The paper tackles the problem of designing robots by inverting the temporal hierarchy between evolution and development, proposing a developmental process at the phylogenetic timescale where robot morphologies change across generations. It shows that this approach produces better and qualitatively different gaits than evolutionary search with only adult robots, preventing premature convergence and fostering exploration, with validation on 2D tentacle and 3D voxel lattice robots.

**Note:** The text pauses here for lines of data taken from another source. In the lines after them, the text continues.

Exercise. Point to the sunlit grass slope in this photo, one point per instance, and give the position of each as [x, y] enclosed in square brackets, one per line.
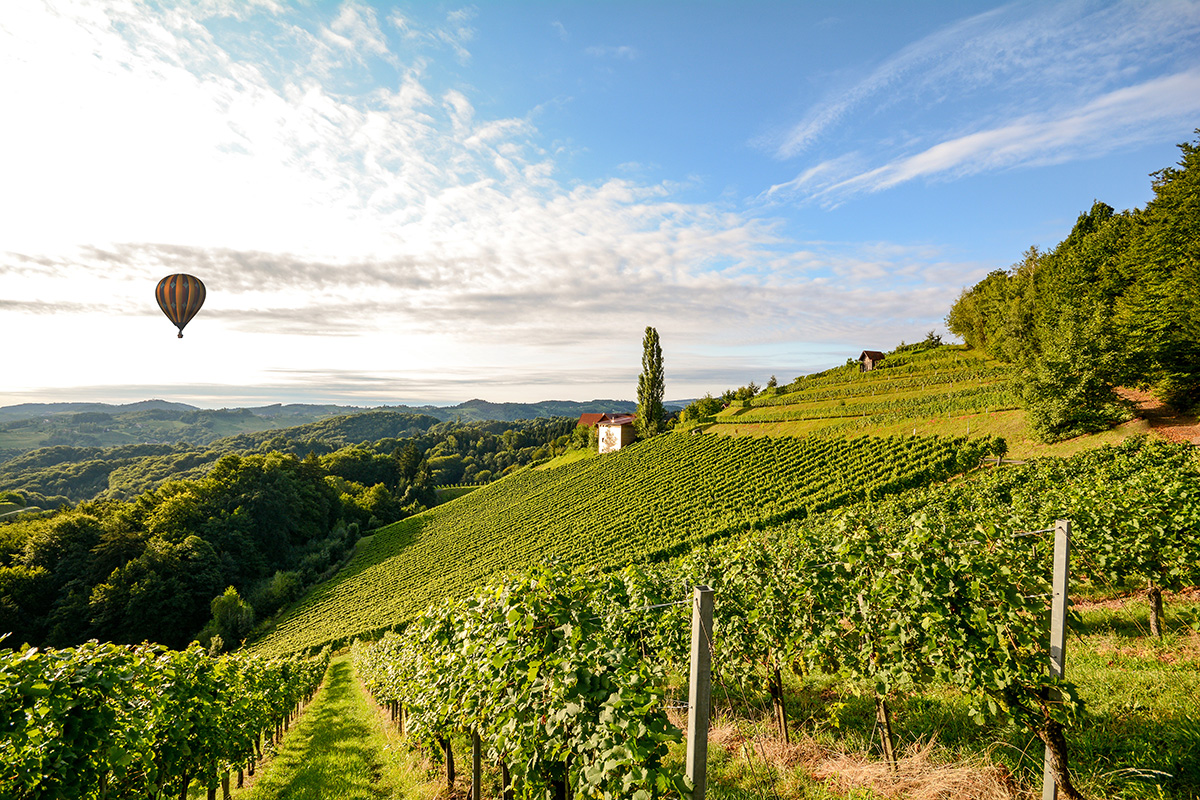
[641, 503]
[947, 391]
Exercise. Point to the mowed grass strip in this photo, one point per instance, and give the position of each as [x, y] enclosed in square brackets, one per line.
[335, 752]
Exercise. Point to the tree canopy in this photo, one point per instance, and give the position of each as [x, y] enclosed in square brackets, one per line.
[1116, 302]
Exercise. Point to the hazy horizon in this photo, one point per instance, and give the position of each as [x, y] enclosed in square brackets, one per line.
[403, 203]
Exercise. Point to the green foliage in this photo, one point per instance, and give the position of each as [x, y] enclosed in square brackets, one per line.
[675, 492]
[111, 721]
[1116, 302]
[651, 388]
[528, 666]
[233, 618]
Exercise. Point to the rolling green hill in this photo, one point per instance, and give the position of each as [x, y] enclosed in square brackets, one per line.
[642, 503]
[947, 390]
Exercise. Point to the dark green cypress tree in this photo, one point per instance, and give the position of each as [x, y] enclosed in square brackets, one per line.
[651, 386]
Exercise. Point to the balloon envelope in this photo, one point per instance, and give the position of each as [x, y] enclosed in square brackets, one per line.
[180, 296]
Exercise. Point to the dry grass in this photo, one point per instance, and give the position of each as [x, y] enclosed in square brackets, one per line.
[921, 773]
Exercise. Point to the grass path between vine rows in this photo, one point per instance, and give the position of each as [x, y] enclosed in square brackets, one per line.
[339, 750]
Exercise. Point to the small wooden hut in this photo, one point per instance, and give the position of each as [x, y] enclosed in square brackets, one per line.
[869, 360]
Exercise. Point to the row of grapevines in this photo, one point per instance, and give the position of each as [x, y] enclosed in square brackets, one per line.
[112, 721]
[645, 503]
[995, 396]
[882, 384]
[527, 666]
[935, 583]
[894, 366]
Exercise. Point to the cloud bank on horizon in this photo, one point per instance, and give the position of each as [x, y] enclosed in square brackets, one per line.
[394, 204]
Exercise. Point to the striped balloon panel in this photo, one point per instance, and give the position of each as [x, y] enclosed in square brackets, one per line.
[180, 296]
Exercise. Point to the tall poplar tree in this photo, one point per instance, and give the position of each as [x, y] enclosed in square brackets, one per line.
[651, 386]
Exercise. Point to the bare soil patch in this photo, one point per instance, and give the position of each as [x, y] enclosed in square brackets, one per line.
[1163, 420]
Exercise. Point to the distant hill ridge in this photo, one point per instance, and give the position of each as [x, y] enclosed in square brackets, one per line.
[31, 426]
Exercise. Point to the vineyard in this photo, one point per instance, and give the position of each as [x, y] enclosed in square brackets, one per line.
[942, 390]
[107, 721]
[645, 503]
[563, 677]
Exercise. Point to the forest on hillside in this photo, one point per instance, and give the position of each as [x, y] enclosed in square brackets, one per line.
[58, 475]
[148, 554]
[1115, 304]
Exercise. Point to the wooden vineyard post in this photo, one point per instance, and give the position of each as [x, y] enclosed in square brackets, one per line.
[450, 771]
[699, 690]
[1057, 632]
[477, 768]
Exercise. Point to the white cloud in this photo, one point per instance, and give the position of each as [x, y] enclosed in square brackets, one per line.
[1019, 85]
[1123, 118]
[619, 52]
[354, 230]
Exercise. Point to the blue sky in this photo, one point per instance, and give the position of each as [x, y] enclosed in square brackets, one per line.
[427, 202]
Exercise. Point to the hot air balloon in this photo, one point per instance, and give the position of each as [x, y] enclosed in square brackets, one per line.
[180, 296]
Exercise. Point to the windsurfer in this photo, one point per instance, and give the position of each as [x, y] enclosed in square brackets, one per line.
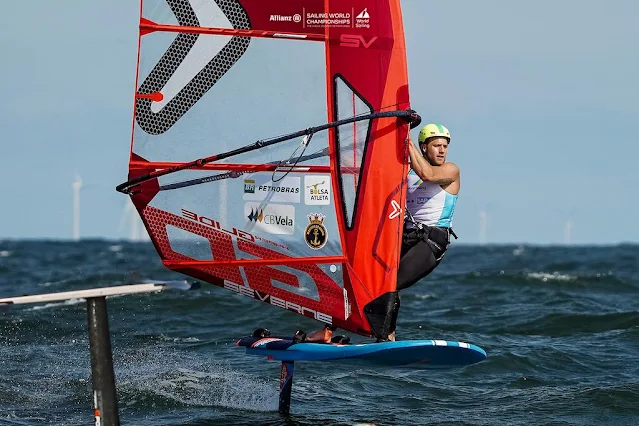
[433, 187]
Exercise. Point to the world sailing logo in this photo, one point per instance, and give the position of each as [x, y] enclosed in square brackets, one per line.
[364, 14]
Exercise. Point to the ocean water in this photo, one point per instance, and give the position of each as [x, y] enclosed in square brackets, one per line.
[560, 326]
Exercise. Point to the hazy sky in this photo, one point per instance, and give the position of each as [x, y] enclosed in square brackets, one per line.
[541, 99]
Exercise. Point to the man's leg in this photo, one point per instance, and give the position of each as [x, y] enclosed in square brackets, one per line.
[418, 262]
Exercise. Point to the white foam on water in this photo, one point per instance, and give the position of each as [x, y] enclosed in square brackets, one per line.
[68, 302]
[190, 381]
[555, 276]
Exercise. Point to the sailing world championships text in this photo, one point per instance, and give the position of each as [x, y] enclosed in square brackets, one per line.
[328, 18]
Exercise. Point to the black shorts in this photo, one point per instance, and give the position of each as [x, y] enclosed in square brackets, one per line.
[422, 250]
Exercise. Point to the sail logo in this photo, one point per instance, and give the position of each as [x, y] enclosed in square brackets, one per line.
[260, 186]
[271, 218]
[317, 190]
[356, 40]
[397, 210]
[249, 186]
[363, 19]
[315, 233]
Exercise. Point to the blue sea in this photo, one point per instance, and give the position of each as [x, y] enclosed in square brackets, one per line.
[560, 326]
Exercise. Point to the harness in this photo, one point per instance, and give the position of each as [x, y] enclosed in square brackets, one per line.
[437, 237]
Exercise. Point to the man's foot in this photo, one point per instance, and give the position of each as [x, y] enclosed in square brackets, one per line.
[322, 335]
[389, 338]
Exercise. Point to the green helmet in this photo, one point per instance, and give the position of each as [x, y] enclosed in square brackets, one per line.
[432, 131]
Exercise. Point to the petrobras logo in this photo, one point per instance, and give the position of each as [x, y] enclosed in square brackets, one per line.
[317, 190]
[249, 186]
[259, 186]
[270, 218]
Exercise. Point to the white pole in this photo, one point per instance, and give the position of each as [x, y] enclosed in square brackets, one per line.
[76, 186]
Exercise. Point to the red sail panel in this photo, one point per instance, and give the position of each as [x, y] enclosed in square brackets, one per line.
[370, 59]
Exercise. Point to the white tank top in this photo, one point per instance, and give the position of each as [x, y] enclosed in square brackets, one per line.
[429, 203]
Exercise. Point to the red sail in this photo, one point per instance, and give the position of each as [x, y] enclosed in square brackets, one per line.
[309, 221]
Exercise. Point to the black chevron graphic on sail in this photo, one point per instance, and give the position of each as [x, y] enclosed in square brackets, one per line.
[159, 122]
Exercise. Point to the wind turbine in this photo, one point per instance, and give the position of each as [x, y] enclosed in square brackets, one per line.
[568, 232]
[483, 227]
[76, 186]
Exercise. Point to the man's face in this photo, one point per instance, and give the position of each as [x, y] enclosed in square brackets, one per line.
[435, 150]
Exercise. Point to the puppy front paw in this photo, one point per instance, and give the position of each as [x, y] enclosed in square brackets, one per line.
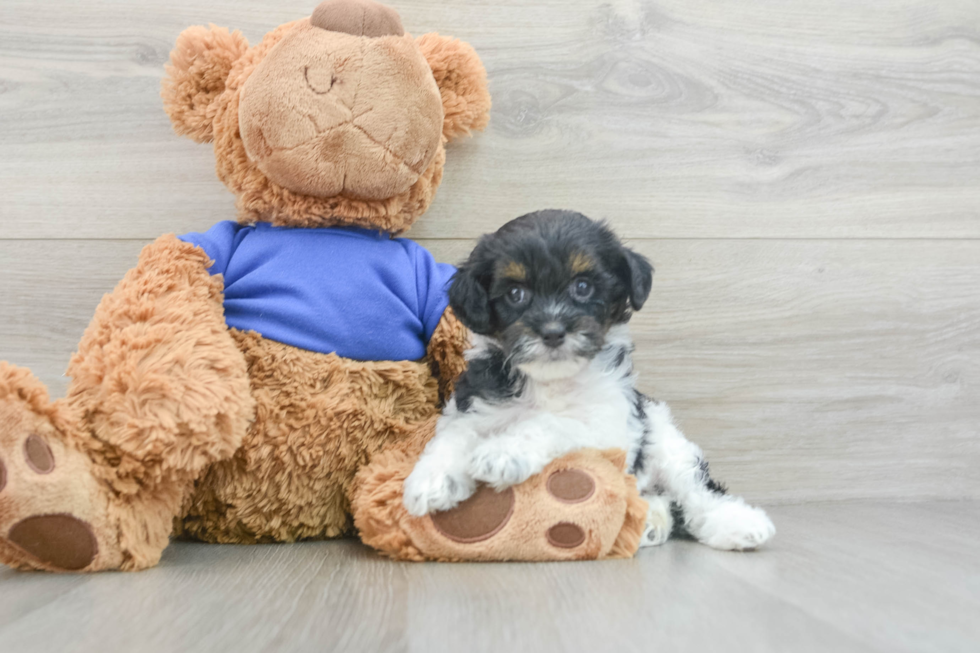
[430, 488]
[500, 467]
[735, 526]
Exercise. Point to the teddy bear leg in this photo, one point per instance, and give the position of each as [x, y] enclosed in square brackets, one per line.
[583, 506]
[53, 511]
[159, 392]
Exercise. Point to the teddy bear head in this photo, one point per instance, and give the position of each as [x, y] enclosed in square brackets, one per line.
[336, 119]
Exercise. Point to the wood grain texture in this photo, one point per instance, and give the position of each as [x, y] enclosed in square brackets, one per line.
[865, 576]
[805, 369]
[672, 118]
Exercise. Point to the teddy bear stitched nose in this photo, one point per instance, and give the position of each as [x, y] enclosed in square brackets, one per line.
[357, 17]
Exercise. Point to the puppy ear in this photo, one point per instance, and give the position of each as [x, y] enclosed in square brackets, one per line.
[462, 81]
[199, 65]
[470, 301]
[637, 273]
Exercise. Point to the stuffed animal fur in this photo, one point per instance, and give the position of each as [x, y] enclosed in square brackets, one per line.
[179, 423]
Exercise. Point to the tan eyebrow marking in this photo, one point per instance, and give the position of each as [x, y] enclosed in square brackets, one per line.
[580, 263]
[514, 270]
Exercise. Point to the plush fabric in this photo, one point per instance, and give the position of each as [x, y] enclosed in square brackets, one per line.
[344, 290]
[177, 421]
[606, 521]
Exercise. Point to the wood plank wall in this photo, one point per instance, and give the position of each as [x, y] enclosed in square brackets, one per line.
[804, 174]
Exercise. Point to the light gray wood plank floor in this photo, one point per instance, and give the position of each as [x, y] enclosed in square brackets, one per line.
[805, 175]
[841, 577]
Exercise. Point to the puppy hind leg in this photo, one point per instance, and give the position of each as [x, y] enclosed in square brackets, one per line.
[660, 521]
[712, 516]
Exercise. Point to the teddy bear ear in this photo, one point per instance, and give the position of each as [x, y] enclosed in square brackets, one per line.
[462, 81]
[199, 65]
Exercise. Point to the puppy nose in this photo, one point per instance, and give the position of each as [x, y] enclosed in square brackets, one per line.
[553, 334]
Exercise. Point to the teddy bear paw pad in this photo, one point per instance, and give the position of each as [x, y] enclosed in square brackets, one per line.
[478, 518]
[51, 506]
[59, 541]
[571, 486]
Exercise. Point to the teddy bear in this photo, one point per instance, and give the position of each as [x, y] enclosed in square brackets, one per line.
[274, 378]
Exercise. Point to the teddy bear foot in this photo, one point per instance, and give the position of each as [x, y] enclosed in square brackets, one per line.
[581, 507]
[53, 512]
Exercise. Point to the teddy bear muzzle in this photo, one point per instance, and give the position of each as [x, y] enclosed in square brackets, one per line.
[330, 112]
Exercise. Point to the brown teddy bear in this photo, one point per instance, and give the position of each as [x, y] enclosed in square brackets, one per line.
[182, 420]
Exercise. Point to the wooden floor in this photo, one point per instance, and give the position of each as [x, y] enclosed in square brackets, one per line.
[804, 174]
[839, 577]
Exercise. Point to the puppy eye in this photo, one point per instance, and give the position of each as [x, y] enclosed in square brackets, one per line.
[582, 289]
[516, 295]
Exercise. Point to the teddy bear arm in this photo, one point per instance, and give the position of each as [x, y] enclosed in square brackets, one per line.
[157, 378]
[448, 343]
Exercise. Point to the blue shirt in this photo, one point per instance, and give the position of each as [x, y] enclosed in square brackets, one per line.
[356, 292]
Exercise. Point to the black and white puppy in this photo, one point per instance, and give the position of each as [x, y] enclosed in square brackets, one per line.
[548, 298]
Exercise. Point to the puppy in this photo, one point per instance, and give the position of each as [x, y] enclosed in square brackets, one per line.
[548, 298]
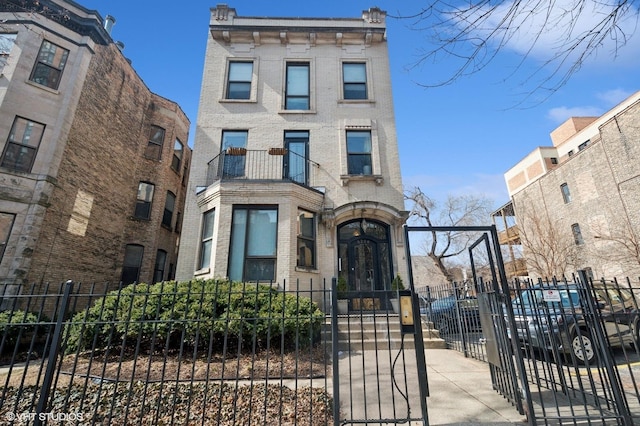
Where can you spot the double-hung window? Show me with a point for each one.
(6, 43)
(132, 263)
(354, 78)
(306, 239)
(359, 152)
(6, 223)
(253, 244)
(206, 239)
(158, 269)
(297, 90)
(144, 200)
(566, 193)
(50, 64)
(169, 206)
(178, 150)
(156, 140)
(22, 145)
(239, 80)
(577, 234)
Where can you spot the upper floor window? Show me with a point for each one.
(132, 264)
(22, 145)
(169, 206)
(297, 90)
(6, 223)
(295, 159)
(354, 77)
(206, 239)
(6, 43)
(306, 239)
(566, 194)
(178, 150)
(145, 198)
(234, 159)
(239, 80)
(158, 269)
(50, 64)
(156, 140)
(359, 152)
(577, 234)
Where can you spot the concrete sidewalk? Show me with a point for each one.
(460, 392)
(460, 389)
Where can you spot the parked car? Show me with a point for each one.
(554, 317)
(443, 314)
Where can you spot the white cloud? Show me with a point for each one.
(561, 114)
(613, 97)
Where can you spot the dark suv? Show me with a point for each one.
(556, 316)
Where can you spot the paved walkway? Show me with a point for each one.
(460, 390)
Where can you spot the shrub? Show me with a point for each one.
(15, 325)
(195, 312)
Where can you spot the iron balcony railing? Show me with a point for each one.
(274, 164)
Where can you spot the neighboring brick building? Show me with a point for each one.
(93, 166)
(296, 174)
(585, 192)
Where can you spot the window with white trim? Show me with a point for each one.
(239, 80)
(359, 160)
(253, 244)
(22, 145)
(50, 64)
(354, 80)
(206, 239)
(297, 94)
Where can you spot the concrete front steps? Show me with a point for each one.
(378, 332)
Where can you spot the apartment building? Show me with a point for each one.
(296, 175)
(577, 203)
(93, 165)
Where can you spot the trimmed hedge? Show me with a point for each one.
(169, 314)
(17, 324)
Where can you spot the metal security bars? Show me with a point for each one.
(199, 352)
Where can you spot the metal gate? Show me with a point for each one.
(549, 345)
(378, 355)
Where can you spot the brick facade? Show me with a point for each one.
(332, 194)
(74, 209)
(602, 177)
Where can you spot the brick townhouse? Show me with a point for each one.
(586, 188)
(296, 175)
(93, 166)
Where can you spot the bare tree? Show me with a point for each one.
(462, 210)
(549, 249)
(560, 34)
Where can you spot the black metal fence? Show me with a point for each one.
(578, 340)
(170, 353)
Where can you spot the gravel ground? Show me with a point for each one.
(162, 389)
(183, 404)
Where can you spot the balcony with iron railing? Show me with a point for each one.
(274, 164)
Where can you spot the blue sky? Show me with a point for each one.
(456, 139)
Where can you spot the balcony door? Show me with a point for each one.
(295, 160)
(233, 159)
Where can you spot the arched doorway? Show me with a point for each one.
(364, 259)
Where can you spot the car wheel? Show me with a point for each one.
(583, 348)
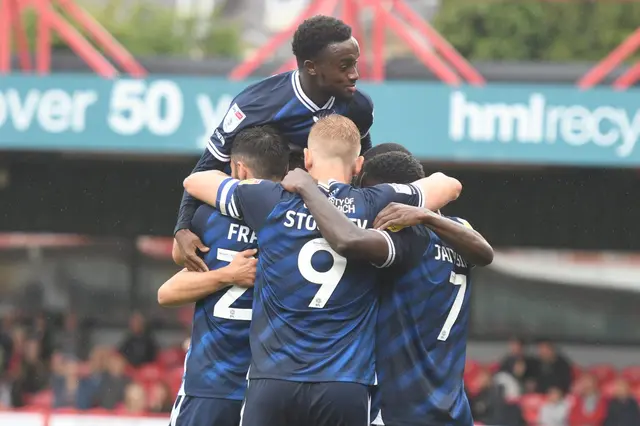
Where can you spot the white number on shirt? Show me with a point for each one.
(459, 280)
(223, 309)
(328, 281)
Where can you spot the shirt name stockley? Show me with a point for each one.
(539, 122)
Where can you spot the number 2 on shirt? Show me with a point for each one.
(222, 308)
(457, 280)
(329, 280)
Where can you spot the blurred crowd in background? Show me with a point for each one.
(49, 366)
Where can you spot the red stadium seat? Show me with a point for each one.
(632, 374)
(603, 372)
(42, 399)
(531, 404)
(576, 372)
(171, 357)
(148, 373)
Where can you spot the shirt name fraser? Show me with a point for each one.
(537, 121)
(300, 220)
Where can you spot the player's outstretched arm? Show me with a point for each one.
(188, 287)
(461, 236)
(204, 185)
(439, 190)
(343, 235)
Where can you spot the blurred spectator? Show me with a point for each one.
(6, 346)
(489, 405)
(589, 407)
(135, 400)
(34, 373)
(161, 400)
(73, 340)
(511, 382)
(553, 369)
(113, 383)
(623, 408)
(555, 411)
(43, 333)
(69, 390)
(138, 347)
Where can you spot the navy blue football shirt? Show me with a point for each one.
(422, 339)
(314, 311)
(280, 101)
(219, 355)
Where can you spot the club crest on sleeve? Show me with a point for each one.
(249, 181)
(396, 228)
(232, 120)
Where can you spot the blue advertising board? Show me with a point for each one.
(537, 124)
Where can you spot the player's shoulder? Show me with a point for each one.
(362, 101)
(272, 90)
(460, 220)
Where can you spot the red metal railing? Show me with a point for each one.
(394, 15)
(49, 20)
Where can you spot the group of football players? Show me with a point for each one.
(328, 288)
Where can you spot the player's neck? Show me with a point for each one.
(324, 174)
(312, 91)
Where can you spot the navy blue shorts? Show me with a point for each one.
(271, 402)
(195, 411)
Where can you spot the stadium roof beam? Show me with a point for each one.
(600, 71)
(395, 15)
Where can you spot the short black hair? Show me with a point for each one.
(391, 167)
(383, 148)
(263, 150)
(315, 34)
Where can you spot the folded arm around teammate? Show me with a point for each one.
(338, 230)
(187, 287)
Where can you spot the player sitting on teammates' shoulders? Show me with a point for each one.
(324, 83)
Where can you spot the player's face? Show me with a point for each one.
(337, 69)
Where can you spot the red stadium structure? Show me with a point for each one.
(395, 15)
(49, 20)
(611, 62)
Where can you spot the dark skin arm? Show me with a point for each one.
(343, 236)
(464, 239)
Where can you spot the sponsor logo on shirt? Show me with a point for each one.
(232, 120)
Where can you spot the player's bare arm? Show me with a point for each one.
(188, 287)
(204, 185)
(461, 237)
(439, 190)
(343, 236)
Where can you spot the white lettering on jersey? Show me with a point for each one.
(298, 220)
(232, 120)
(447, 254)
(401, 189)
(218, 135)
(241, 233)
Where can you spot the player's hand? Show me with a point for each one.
(189, 243)
(296, 180)
(400, 215)
(242, 268)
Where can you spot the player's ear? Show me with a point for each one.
(310, 67)
(308, 162)
(357, 166)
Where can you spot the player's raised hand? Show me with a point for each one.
(189, 243)
(399, 215)
(243, 268)
(296, 180)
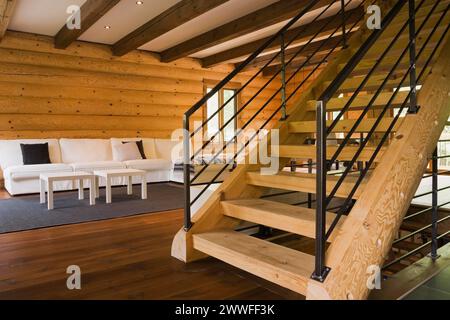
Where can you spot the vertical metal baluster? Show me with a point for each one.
(435, 212)
(283, 78)
(321, 271)
(413, 108)
(344, 31)
(187, 174)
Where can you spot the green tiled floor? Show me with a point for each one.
(437, 288)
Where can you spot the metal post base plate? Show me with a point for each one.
(323, 276)
(433, 257)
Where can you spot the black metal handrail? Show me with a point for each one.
(434, 223)
(188, 156)
(323, 163)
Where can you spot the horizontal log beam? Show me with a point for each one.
(91, 11)
(6, 11)
(172, 18)
(277, 12)
(300, 34)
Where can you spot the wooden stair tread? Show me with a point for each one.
(302, 182)
(344, 125)
(286, 267)
(281, 216)
(309, 152)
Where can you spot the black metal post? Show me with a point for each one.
(434, 212)
(187, 173)
(413, 108)
(344, 21)
(321, 271)
(309, 194)
(283, 78)
(293, 165)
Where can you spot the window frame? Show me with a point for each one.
(210, 84)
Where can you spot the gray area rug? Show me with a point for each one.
(26, 213)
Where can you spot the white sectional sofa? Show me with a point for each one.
(67, 155)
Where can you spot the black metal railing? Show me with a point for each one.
(283, 39)
(324, 196)
(429, 231)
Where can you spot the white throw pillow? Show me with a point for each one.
(127, 152)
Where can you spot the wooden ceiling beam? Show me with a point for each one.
(301, 34)
(6, 11)
(316, 48)
(91, 11)
(172, 18)
(277, 12)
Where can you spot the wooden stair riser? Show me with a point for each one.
(289, 218)
(302, 183)
(286, 267)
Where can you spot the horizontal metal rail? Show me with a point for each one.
(412, 252)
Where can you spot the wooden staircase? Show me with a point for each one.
(363, 237)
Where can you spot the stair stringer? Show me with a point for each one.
(210, 216)
(366, 236)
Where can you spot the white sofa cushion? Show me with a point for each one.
(148, 143)
(127, 151)
(149, 164)
(85, 150)
(18, 173)
(97, 165)
(168, 149)
(11, 154)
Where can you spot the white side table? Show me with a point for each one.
(47, 180)
(128, 174)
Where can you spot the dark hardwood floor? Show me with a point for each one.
(125, 258)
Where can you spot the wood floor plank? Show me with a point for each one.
(123, 258)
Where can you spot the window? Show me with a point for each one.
(226, 114)
(444, 148)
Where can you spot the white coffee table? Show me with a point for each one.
(126, 173)
(47, 180)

Evolution and development operate at different timescales; generations for the one, a lifetime for the other. These two processes, the basis of much of life on earth, interact in many non-trivial ways, but their temporal hierarchy -- evolution overarching development -- is observed for most multicellular lifeforms. When designing robots however, this tenet lifts: it becomes -- however natural -- a design choice. We propose to inverse this temporal hierarchy and design a developmental process happening at the phylogenetic timescale. Over a classic evolutionary search aimed at finding good gaits for tentacle 2D robots, we add a developmental process over the robots' morphologies. Within a generation, the morphology of the robots does not change. But from one generation to the next, the morphology develops. Much like we become bigger, stronger, and heavier as we age, our robots are bigger, stronger and heavier with each passing generation. Our robots start with baby morphologies, and a few thousand generations later, end-up with adult ones. We show that this produces better and qualitatively different gaits than an evolutionary search with only adult robots, and that it prevents premature convergence by fostering exploration. In addition, we validate our method on voxel lattice 3D robots from the literature and compare it to a recent evolutionary developmental approach. Our method is conceptually simple, and can be effective on small or large populations of robots, and intrinsic to the robot and its morphology, not the task or environment. Furthermore, by recasting the evolutionary search as a learning process, these results can be viewed in the context of developmental learning robotics.